With long, harsh winters, Chicagoans like to get outside as soon as it warms up. If you visit in the summer months, and you should, you’ll likely find a neighborhood festival happening. One of the most popular is the Sheffield Music Festival & Garden Walk, held in the Lincoln Park neighborhood each July. There are huge festivals such as the Taste of Chicago, Blues Fest, Jazz Fest, etc, but the neighborhood festivals have a much more local feel and are a more budget-friendly way to enjoy a few beers and some live music.
Chicago has a long musical history, especially in the jazz and blues eras. Music fans will want to visit Buddy Guy’s Legends or Kingston Mines for live blues music that goes into the wee hours of the morning. Chicago is also home to some big music festivals, such as Lollapalooza, Pitchfor, and the Windy City Smokeout. House of Blues always has a great roster of live acts, including a gospel brunch every Sunday. No matter when you visit, you wont’ have to look for for live music in Chicago.
Grant Park has been called Chicago’s front yard, as it rolls out from the loop to the lakeshore and hosts many of Chicago’s summer festivals. Within Grant Park, you’ll find Millennium Park, Maggie Daley children’s park, Buckingham Fountain, the Art Institute of Chicago and the Museum Campus. Millennium Park is best recognized for “the Bean,” formally called Cloudgate. You can also see live music or movies at Millennium Park, ice skate in the winter and play in the water fountains. Maggie Daley park is the newest addition and features all kinds of cool stuff, plus an ice skating ribbon in the winter.
One of the oldest baseball stadiums in the United States, Wrigley Field is a mandatory addition to your Chicago itinerary. The neighborhood around the stadium, Wrigleyville, teems with restaurants and bars. If you are looking for a party atmosphere, Wrigley Field is where you want to go. If the Chicago Cubs are playing, you’ll get to experience American baseball in a classic stadium. If the Cubs are away, you’re likely to catch a huge concert act such as Pearl Jam, Billie Joel or Lady Gaga.
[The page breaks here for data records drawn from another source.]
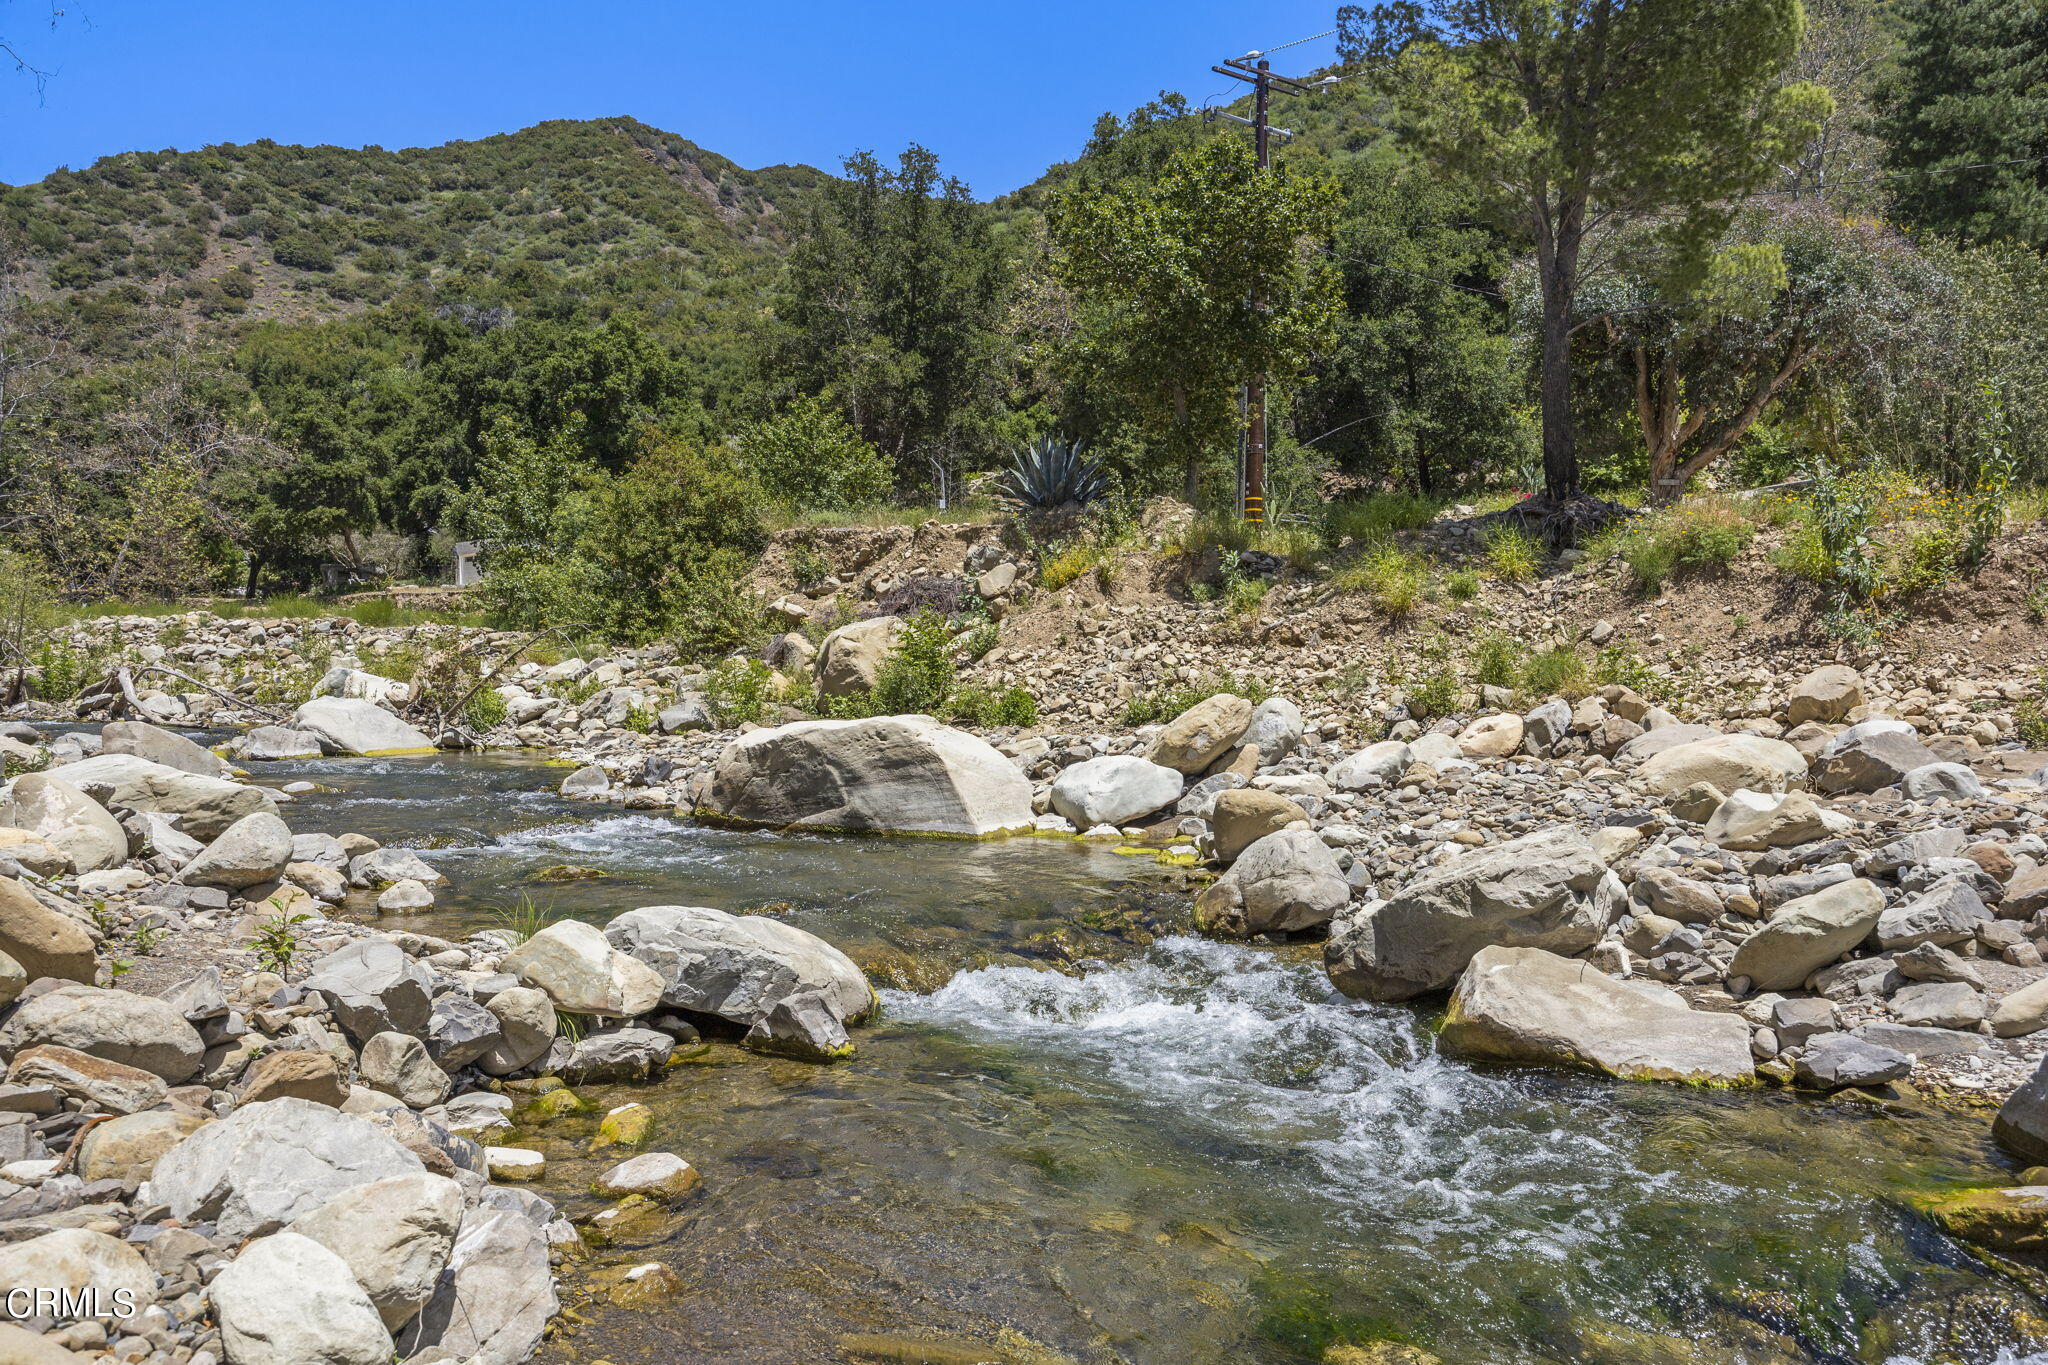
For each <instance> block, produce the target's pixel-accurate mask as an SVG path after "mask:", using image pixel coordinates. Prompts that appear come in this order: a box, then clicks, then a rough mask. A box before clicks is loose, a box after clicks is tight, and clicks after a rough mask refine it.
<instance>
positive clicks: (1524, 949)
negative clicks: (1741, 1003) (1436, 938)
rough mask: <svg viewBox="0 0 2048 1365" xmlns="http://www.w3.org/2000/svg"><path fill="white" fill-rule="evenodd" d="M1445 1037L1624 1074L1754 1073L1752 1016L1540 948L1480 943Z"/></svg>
mask: <svg viewBox="0 0 2048 1365" xmlns="http://www.w3.org/2000/svg"><path fill="white" fill-rule="evenodd" d="M1440 1040H1442V1044H1444V1048H1446V1050H1450V1052H1456V1054H1460V1056H1475V1058H1493V1060H1501V1062H1532V1064H1538V1066H1573V1068H1579V1070H1593V1072H1599V1074H1606V1076H1618V1078H1622V1081H1683V1083H1692V1085H1741V1083H1745V1081H1751V1078H1753V1076H1755V1070H1753V1066H1751V1058H1749V1025H1747V1023H1743V1019H1741V1017H1739V1015H1716V1013H1706V1011H1698V1009H1692V1007H1690V1005H1688V1003H1686V999H1683V997H1681V995H1677V993H1675V990H1667V988H1663V986H1657V984H1653V982H1647V980H1614V978H1612V976H1608V974H1606V972H1602V970H1599V968H1595V966H1593V964H1591V962H1579V960H1575V958H1561V956H1556V954H1550V952H1544V950H1540V948H1481V950H1479V952H1477V954H1475V956H1473V962H1470V964H1468V966H1466V968H1464V974H1462V976H1460V978H1458V988H1456V990H1452V995H1450V1011H1448V1013H1446V1015H1444V1029H1442V1033H1440Z"/></svg>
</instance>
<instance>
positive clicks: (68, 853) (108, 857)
mask: <svg viewBox="0 0 2048 1365" xmlns="http://www.w3.org/2000/svg"><path fill="white" fill-rule="evenodd" d="M0 825H8V827H12V829H27V831H29V833H31V835H37V837H41V839H47V841H49V843H53V845H55V847H59V849H63V855H66V857H70V860H72V872H100V870H104V868H119V866H121V864H123V862H127V835H125V833H123V831H121V821H117V819H115V817H113V814H109V810H106V806H102V804H100V802H96V800H92V798H90V796H86V794H84V792H82V790H78V786H76V784H74V782H70V780H68V778H59V776H57V774H23V776H18V778H14V784H12V788H10V790H8V798H6V802H4V804H0Z"/></svg>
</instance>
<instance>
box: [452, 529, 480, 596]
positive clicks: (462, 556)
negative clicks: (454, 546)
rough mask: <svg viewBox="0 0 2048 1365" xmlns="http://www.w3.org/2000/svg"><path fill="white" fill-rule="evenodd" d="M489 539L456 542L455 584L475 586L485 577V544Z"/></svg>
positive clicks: (466, 586) (455, 562) (455, 556)
mask: <svg viewBox="0 0 2048 1365" xmlns="http://www.w3.org/2000/svg"><path fill="white" fill-rule="evenodd" d="M485 544H487V540H457V542H455V585H457V587H475V585H477V581H481V579H483V559H481V557H483V546H485Z"/></svg>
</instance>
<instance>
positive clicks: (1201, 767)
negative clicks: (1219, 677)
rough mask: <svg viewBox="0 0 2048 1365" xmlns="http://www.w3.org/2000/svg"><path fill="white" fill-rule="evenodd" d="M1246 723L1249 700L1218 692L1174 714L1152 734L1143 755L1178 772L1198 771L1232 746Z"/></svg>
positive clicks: (1240, 732) (1250, 717)
mask: <svg viewBox="0 0 2048 1365" xmlns="http://www.w3.org/2000/svg"><path fill="white" fill-rule="evenodd" d="M1249 724H1251V702H1247V700H1245V698H1241V696H1231V694H1229V692H1219V694H1217V696H1212V698H1204V700H1200V702H1196V704H1194V706H1190V708H1188V710H1184V712H1180V714H1178V716H1174V718H1171V720H1169V722H1167V724H1165V726H1163V729H1161V731H1159V733H1157V735H1155V737H1153V743H1151V749H1149V751H1147V753H1145V757H1149V759H1151V761H1153V763H1159V765H1161V767H1171V769H1174V772H1180V774H1190V776H1192V774H1200V772H1202V769H1204V767H1208V765H1210V763H1214V761H1217V759H1219V757H1223V755H1225V753H1227V751H1229V749H1231V747H1235V745H1237V741H1239V739H1243V735H1245V729H1247V726H1249Z"/></svg>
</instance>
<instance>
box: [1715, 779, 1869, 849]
mask: <svg viewBox="0 0 2048 1365" xmlns="http://www.w3.org/2000/svg"><path fill="white" fill-rule="evenodd" d="M1849 827H1851V821H1849V819H1847V817H1841V814H1833V812H1831V810H1823V808H1821V806H1817V804H1815V802H1812V796H1806V792H1741V790H1739V792H1729V796H1726V800H1722V802H1720V806H1716V808H1714V814H1712V817H1710V819H1708V821H1706V841H1708V843H1712V845H1716V847H1724V849H1737V851H1751V853H1755V851H1761V849H1778V847H1794V845H1800V843H1812V841H1815V839H1827V837H1829V835H1835V833H1845V829H1849Z"/></svg>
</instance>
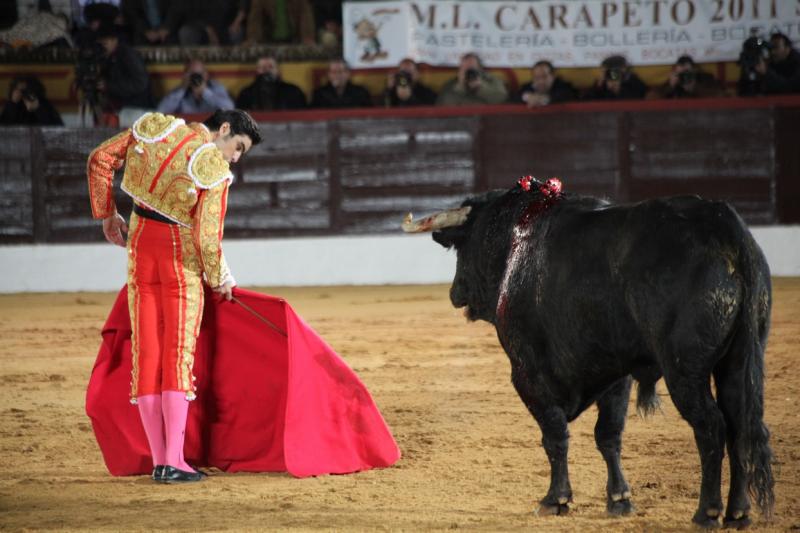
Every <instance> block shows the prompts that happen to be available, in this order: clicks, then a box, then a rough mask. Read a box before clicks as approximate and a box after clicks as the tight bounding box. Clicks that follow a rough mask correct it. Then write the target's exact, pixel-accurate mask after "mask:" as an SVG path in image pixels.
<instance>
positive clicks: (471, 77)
mask: <svg viewBox="0 0 800 533" xmlns="http://www.w3.org/2000/svg"><path fill="white" fill-rule="evenodd" d="M507 98H508V90H507V89H506V86H505V84H504V83H503V82H502V80H500V79H499V78H496V77H494V76H492V75H491V74H489V73H488V72H486V71H485V70H483V64H482V63H481V59H480V57H478V55H477V54H474V53H468V54H464V55H463V56H461V61H460V62H459V66H458V76H457V77H455V78H453V79H452V80H450V81H448V82H447V83H445V84H444V86H443V87H442V92H441V93H439V98H438V100H437V101H436V103H437V104H438V105H474V104H499V103H502V102H505V101H506V99H507Z"/></svg>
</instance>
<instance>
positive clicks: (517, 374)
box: [511, 367, 572, 515]
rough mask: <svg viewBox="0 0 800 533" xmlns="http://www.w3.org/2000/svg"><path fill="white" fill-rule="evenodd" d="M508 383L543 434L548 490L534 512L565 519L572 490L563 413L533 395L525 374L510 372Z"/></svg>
mask: <svg viewBox="0 0 800 533" xmlns="http://www.w3.org/2000/svg"><path fill="white" fill-rule="evenodd" d="M511 381H512V382H513V383H514V387H515V388H516V389H517V393H518V394H519V397H520V398H521V399H522V402H523V403H524V404H525V407H527V408H528V411H530V413H531V414H532V415H533V417H534V418H535V419H536V421H537V422H538V423H539V428H540V429H541V430H542V446H544V450H545V453H547V459H548V461H549V462H550V489H549V490H548V491H547V495H546V496H545V497H544V498H542V500H540V502H539V508H538V510H537V511H536V512H537V513H538V514H540V515H564V514H567V513H568V512H569V506H568V505H567V504H568V503H569V502H571V501H572V486H571V485H570V483H569V471H568V468H567V451H568V450H569V430H568V428H567V416H566V414H565V413H564V410H563V409H561V408H560V407H558V406H555V405H547V404H546V400H545V399H543V398H540V397H537V396H536V395H535V394H534V391H533V387H532V386H531V383H530V380H529V379H528V376H527V373H525V371H524V370H522V369H521V368H518V367H517V368H513V369H512V372H511Z"/></svg>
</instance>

From spring to fall, there’s always something happening at Wrigley Field.
For a more low-key music experience, head north of the city to Ravinia Festival. This outdoor venue has lawn seating that is the perfect spot to bring a picnic and listen to music from big names like Lyle Lovett, Willie Nelson, Diana Ross or Seal. The train line from the city stops right at the entrance gate, and special trains run after the concert so you don’t have to drive. Stop at the French Market in the Ogilvy Train station to pick up picnic supplies, or reserve a dinner spread at Ravinia ahead of time and enjoy a beautiful night of music under the stars.